Hayabusa2 image captured near the touchdown site roughly a minute after touchdown. The photograph was taken at roughly 80 feet (25 meters) with the Optical Navigation Camera – Wide angle (ONC-W1) on February 22, 2019 (JST).
The color of the region beneath the spacecraft’s shadow differs from the surroundings and has been discolored by the touchdown. At the moment, the reason for the discoloration is unknown but it may be due to the grit that was blown upwards by the spacecraft thrusters or by the bullet (projectile) shot from Hayabusa2 in the sampling process.
Credit: JAXA, University of Tokyo, Kochi University, Rikkyo University, Nagoya University, Chiba Institute of Technology, Meiji University, University of Aizu, AIST

Japan’s Hayabusa2 successfully touched down on asteroid Ryugu on February 22 (JST). It turns out that the gentle cosmic kiss between spacecraft and space rock wasn’t without incident.

Hayabusa2 touchdown region overlapped with the planned touchdown site. The touchdown spot sits at the center of the discolored area. Hayabusa2 researchers explain that an accurate touchdown point will be examined during a more detailed analysis in the future. Also shown is the white target marker, which is shining in the reflected sunlight.
Credit: JAXA, University of Tokyo, Kochi University, Rikkyo University, Nagoya University, Chiba Institute of Technology, Meiji University, University of Aizu, AIST

In a posted update from the team: “It was a long week for the team members! Until just before the start of the descent, we examined every aspect of landing plan to remove all doubts and increase our level of confidence. We polished the landing sequence to perfection! The team’s all-out battle was rewarded in the best possible way. We are all looking forward to the report of the results.”

Ingenuity after touchdown

“We had to use a little ingenuity for the motion of Hayabusa2 after touchdown,” the team posting adds.

“The spacecraft rose obliquely after touchdown due to the angle of the ground. This meant that in order to return to the home position, it was necessary to exert a force in a direction difficult to achieve due to the orientation of the spacecraft thrusters.”

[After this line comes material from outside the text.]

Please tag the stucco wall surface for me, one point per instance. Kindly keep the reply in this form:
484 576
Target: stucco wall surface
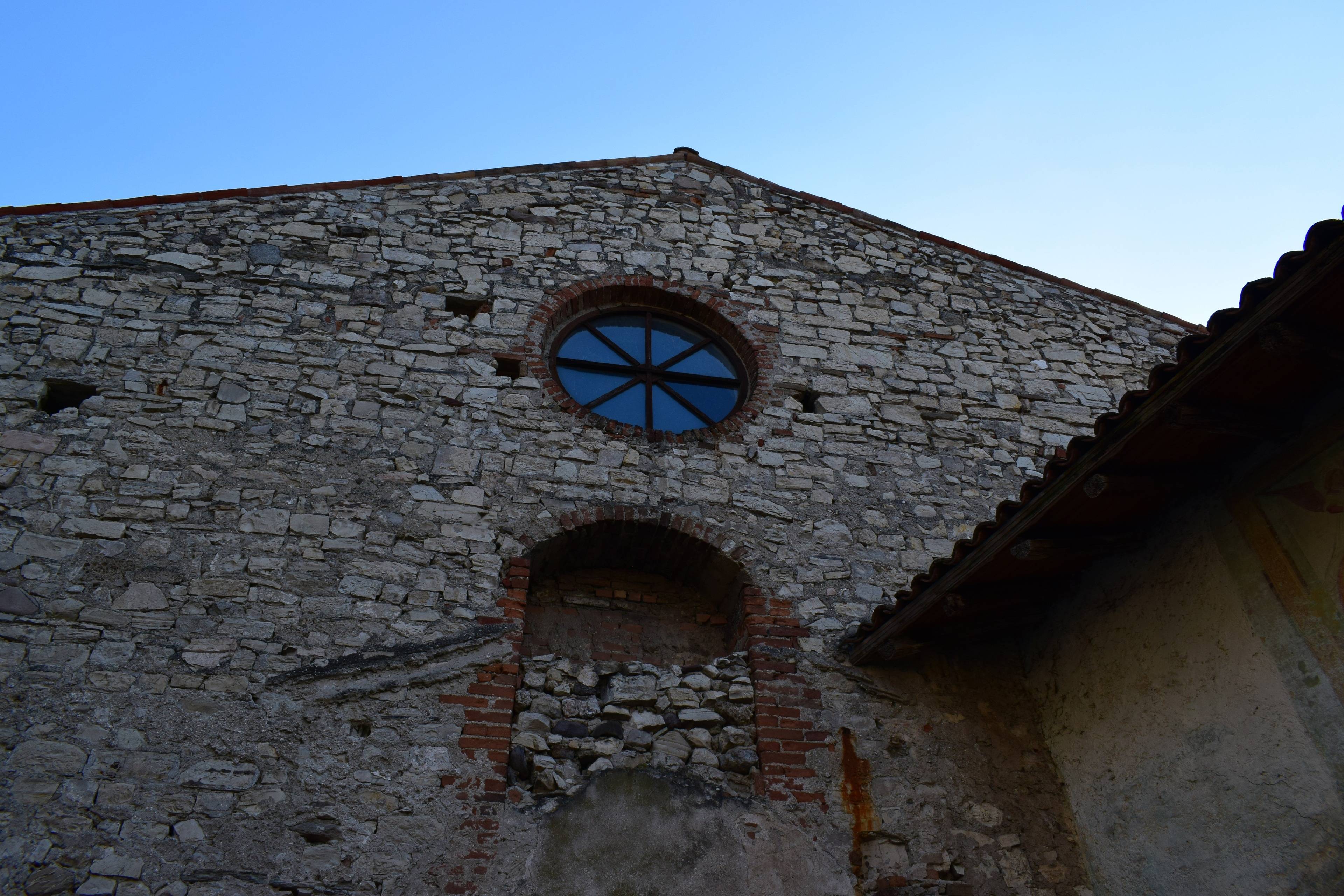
1190 762
264 592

Position of the planned touchdown site and target marker. The size of the circle at the planned site is 20 feet (6 meters) in diameter. The X indicates the position of the target marker that was dropped at a later date.
Credit: JAXA, University of Tokyo, Kochi University, Rikkyo University, Nagoya University, Chiba Institute of Technology, Meiji University, University of Aizu, AIST

Perfect somersault

“We therefore added a twist in the spacecraft attitude by performing a 1/20 turn about the Y-axis and 1/6 turn about the Z-axis before firing the thrusters, and then reversing this twist to return to the original position. This change in attitude allowed the thrusters to fire efficiently,” the posting explains.

 

 

“Hayabusa2 achieved a perfect somersault over Ryugu –like a ‘lunar somersault’— and then returned to the home position in a dignified manner. It was an ingenious performance to the end.”

Now the Hayabusa2 project team has turned to evaluating the technical score of the touchdown operation.